1999 – With Ferrari number one Michael Schumacher out after breaking his leg in the previous race, his team mate Eddie Irvine rose to the challenge of leading the Scuderia and claimed victory, pushing him into genuine championship contention. He was aided by David Coulthard nudging team-mate and championship leader Mika Hakkinen into a spin at turn 2 on the opening lap, sending Mika to the back of the pack. Irvine jumped Coulthard in the pits and held on for a memorable victory by less than a second from a late charging Coulthard, while Hakkinen sliced his way back through the field to come third.

2003 –Michael Schumacher led from the start, but lost the lead to Juan Pablo Montoya after his car was briefly set alight in the pits after fuel leaked during refuelling. Team mate Barichello had pitted prior to Schumacher, and after a problem with his refuelling rig the team swapped to Michael’s. Schumacher came into the pits next, and as the team rushed forward to connect the refuelling hose fuel dripped onto Schumachers car, catching fire. As the crew removed the hose more fuel spilled onto the flames, increasing the blaze and the crew showered the car with fire extinguisher as Schumacher waited calmly to be released, putting his foot down once given the all clear to resume, re-joining in third place behind Montoya and Kimi Raikonen. Schumacher chased down Kimi Raikkonen to take second, and took the lead and a deserved victory after Montoya retired with engine failure while in his sights.

Support Races

There is a full complement of support races on show in Austria as GP2, GP3 and the Porsche Supercup will all provide action in between the F1 sessions.

In GP2, no-one seems to want to take control of the championship. Last time out, the leaders stumbled, with Norman Nato losing the lead after failing to register a points finish in Baku having thrown it away at the start of the feature race. Artem Markelov took over the series lead with a 5th place finish in the sprint race after being taken out of the feature race by Arthur Pic. Antonio Giovinazzi hadn’t put a point on the board prior to Baku, but victory in both the feature and sprint races around the streets of Baku put him into third in the overall standings. It was the first time since Bahrain in 2012 that a driver managed to win both the feature and sprint races, a feat managed that weekend by the champion of that season, former Lotus 3rd driver Davide Valsecchi. Sergey Sirotkin finally converted promise into some decent points, coming home second in the feature race. Both he and Alex Lynn, who had a pointless weekend in Baku, will fancy their chances in Austria, where both made the podium behind McLaren’s future star and 2015 GP2 champion Stoffel Vandoorne. Nobuharu Matsushita will be suspended for the Austrian race, having been found guilty of driving in an erratic manner and causing danger to other drivers during the Safety Car period!

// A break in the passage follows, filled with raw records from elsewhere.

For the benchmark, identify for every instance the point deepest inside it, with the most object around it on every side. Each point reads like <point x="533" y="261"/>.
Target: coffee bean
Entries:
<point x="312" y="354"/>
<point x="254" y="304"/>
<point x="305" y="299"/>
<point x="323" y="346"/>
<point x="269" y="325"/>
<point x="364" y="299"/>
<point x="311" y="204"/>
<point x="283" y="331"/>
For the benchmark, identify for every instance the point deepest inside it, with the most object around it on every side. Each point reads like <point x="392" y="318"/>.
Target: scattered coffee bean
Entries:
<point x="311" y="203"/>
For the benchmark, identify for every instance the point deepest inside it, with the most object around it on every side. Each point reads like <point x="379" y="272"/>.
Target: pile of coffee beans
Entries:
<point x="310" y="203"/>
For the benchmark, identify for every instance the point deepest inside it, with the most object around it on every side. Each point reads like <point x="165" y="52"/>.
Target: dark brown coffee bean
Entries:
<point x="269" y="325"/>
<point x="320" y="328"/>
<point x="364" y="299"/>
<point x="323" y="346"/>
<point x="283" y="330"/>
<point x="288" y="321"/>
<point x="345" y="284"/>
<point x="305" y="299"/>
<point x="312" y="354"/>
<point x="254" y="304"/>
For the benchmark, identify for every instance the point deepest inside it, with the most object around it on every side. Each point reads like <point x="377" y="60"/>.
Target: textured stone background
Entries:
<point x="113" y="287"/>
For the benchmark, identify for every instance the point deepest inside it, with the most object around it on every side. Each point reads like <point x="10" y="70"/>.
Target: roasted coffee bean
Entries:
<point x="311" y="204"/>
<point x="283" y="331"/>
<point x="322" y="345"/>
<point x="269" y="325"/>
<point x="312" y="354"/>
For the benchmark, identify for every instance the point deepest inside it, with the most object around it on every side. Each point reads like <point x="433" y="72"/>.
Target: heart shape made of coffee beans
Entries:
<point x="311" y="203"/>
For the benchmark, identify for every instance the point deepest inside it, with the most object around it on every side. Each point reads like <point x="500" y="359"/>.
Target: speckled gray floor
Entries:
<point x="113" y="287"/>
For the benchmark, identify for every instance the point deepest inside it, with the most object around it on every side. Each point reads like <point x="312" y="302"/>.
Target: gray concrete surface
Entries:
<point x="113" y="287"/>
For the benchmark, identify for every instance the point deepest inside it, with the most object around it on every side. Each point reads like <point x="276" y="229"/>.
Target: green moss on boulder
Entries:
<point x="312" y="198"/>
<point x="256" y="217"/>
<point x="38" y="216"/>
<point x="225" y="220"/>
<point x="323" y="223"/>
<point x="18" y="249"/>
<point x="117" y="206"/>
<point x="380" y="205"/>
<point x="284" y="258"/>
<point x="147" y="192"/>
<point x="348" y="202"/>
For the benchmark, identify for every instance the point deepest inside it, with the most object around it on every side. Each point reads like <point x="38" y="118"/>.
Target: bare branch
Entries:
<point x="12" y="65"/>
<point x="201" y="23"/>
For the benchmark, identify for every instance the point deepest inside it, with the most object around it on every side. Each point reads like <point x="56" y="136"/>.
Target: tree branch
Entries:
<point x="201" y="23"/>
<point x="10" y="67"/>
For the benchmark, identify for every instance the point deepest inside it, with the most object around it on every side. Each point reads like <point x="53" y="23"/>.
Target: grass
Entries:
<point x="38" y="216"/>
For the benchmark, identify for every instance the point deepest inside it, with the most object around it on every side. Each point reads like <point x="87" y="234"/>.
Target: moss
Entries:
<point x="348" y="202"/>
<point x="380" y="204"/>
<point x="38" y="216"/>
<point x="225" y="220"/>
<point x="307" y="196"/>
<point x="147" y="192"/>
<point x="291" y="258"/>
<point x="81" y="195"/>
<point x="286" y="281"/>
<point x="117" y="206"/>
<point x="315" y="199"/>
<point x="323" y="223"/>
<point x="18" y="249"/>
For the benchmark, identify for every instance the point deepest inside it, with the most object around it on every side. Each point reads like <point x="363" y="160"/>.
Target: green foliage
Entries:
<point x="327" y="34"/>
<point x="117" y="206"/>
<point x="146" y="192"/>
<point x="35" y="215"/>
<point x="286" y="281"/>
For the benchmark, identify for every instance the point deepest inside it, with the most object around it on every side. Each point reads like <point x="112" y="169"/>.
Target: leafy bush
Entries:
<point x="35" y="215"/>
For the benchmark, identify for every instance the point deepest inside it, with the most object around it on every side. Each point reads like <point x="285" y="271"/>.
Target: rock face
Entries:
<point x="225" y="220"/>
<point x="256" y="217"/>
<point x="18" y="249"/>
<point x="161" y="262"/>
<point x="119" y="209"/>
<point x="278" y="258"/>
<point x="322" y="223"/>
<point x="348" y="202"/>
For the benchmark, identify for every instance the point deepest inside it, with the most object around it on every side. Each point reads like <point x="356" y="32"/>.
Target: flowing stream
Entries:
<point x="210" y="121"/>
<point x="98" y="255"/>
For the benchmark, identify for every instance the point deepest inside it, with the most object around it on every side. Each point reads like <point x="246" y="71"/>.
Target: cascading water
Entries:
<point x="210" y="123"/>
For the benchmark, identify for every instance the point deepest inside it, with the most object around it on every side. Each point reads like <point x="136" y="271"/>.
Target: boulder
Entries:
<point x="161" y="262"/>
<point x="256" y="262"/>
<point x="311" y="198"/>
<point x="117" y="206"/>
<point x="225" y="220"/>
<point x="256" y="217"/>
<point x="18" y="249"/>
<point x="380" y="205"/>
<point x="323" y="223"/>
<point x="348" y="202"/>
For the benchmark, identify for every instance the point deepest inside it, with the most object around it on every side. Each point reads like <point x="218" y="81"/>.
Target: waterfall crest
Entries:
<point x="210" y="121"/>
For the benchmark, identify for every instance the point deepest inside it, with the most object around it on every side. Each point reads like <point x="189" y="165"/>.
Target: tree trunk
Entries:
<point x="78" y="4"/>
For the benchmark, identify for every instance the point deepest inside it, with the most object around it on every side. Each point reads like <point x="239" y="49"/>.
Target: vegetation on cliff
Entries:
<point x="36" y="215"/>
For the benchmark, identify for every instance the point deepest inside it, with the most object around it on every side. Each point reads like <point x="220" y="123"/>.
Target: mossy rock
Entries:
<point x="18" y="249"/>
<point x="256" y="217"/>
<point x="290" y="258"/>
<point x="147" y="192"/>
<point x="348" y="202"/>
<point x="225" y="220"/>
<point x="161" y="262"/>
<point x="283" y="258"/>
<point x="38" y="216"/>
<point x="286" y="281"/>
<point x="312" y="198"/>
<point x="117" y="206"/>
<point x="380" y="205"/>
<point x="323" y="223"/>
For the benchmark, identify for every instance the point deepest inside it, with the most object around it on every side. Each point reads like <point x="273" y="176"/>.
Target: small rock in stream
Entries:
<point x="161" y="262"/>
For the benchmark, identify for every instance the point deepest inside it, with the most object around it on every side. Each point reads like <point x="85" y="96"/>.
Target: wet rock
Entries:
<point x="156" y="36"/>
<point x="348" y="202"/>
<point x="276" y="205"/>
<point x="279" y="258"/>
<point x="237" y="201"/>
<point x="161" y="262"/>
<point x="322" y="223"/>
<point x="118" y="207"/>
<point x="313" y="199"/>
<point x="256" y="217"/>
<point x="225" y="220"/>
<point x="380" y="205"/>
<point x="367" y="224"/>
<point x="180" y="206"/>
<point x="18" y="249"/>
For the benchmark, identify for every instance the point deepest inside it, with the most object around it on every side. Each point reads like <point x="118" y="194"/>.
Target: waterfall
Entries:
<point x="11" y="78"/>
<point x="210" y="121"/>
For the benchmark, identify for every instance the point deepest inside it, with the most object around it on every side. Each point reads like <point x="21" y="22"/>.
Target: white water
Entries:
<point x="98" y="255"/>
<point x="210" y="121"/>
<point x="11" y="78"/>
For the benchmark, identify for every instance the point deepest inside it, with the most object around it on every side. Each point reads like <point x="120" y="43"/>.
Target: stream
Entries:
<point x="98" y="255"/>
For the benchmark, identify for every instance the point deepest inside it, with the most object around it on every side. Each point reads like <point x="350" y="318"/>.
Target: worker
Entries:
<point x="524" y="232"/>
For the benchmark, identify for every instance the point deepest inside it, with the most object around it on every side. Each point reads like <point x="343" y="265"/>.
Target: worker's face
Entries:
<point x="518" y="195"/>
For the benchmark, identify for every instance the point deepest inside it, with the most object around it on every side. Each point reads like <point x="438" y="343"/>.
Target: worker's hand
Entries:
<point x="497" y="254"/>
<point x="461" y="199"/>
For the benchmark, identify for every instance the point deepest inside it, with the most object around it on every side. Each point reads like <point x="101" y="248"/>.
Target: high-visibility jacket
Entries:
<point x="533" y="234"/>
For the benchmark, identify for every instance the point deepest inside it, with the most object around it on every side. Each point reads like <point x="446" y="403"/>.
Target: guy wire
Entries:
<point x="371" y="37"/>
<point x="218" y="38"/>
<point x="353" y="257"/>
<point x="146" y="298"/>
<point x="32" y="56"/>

GP3 returns for only its second race of the season, after a long gap since the opener in Spain. The drivers had a chance to test at the Spielberg track on 7th/8th June, so those off the pace in Spain will be hoping to be ready to impress. Ferrari driver academy prospect Charles Leclerc, who has recently been boosted by confirmation he will drive in FP1 for Haas on 5 Grand Prix Fridays this year starting at the British Grand Prix, leads the title race after winning the feature in Spain. Leclerc will be highly fancied to record a second straight feature race win to start the season after looking very impressive in the test sessions in Spielberg. His team mate Alexander Albon sits second in the championship after winning the Spain sprint race, while another Ferrari driver academy prospect Italian Antonio Fuoco also posted impressive times during the test sessions and will be hoping to pose a threat for victory.

The Porsche Supercup returns for its third round after entertaining at Spain and Monaco, with Italian Matteo Cairoli winning both the opening rounds to open up a lead over the chasing pack. The teams have been testing in Monza in the gap between rounds 2 and 3, and the race should provide plenty of entertainment as usual.

Previous Results:

Year Driver Constructor
2015 Nico Rosberg Mercedes
2014 Nico Rosberg Mercedes
2003 Michael Schumacher Ferrari
2002 Michael Schumacher Ferrari
2001 David Coulthard McLaren-Mercedes
2000 Mika Häkkinen McLaren-Mercedes
1999 Eddie Irvine Ferrari
1998 Mika Häkkinen McLaren-Mercedes
1997 Jacques Villeneuve Williams-Renault


17 responses to “Circuit Profile: 2016 Austrian Grand Prix – Red Bull Ring – Round 9

  1. Nice wrap-up. Love the overview of historic layouts BT (Before Tilkering). Keep ’em coming!

    • The judge pays? Why am I giving him things for free then? I’m gonna sell them out of the back of a van then.
      Any colour you like. As long as it’s blue.

    • Haha, flattery will get you everywhere Spanners:-) Nice to see some people like the review, loving writing them up, as I only started watching F1 in the early 90s, looking into the old tracks/races has certainly opened my eyes to a lot of great racing. I always loved the modern track due to its elevation change and as I knew no better having not seen the old one, but after watching footage of old races on the Osterreichring I won’t be able to shake the hollow feeling that F1 today is but a poor imitation of it’s past glory….but then maybe that’s just me getting old 😀

  2. A good and comprehensive review of the circuit.
    It makes me sad though, that they let Tilke neuter the track, as he has done in so many other places. It seems odd that it was felt necessary to ruin it so much, due to safety concerns and run off areas, but continue with Monaco, and even more strangely allow Baku to become a venue.

  3. Rumour has it (actually F1F COTD) that due to the new surface it’s hard to get the tyres up to the right temp.
    Now with Mercedes heater trick exposed… Could we end up with a real race?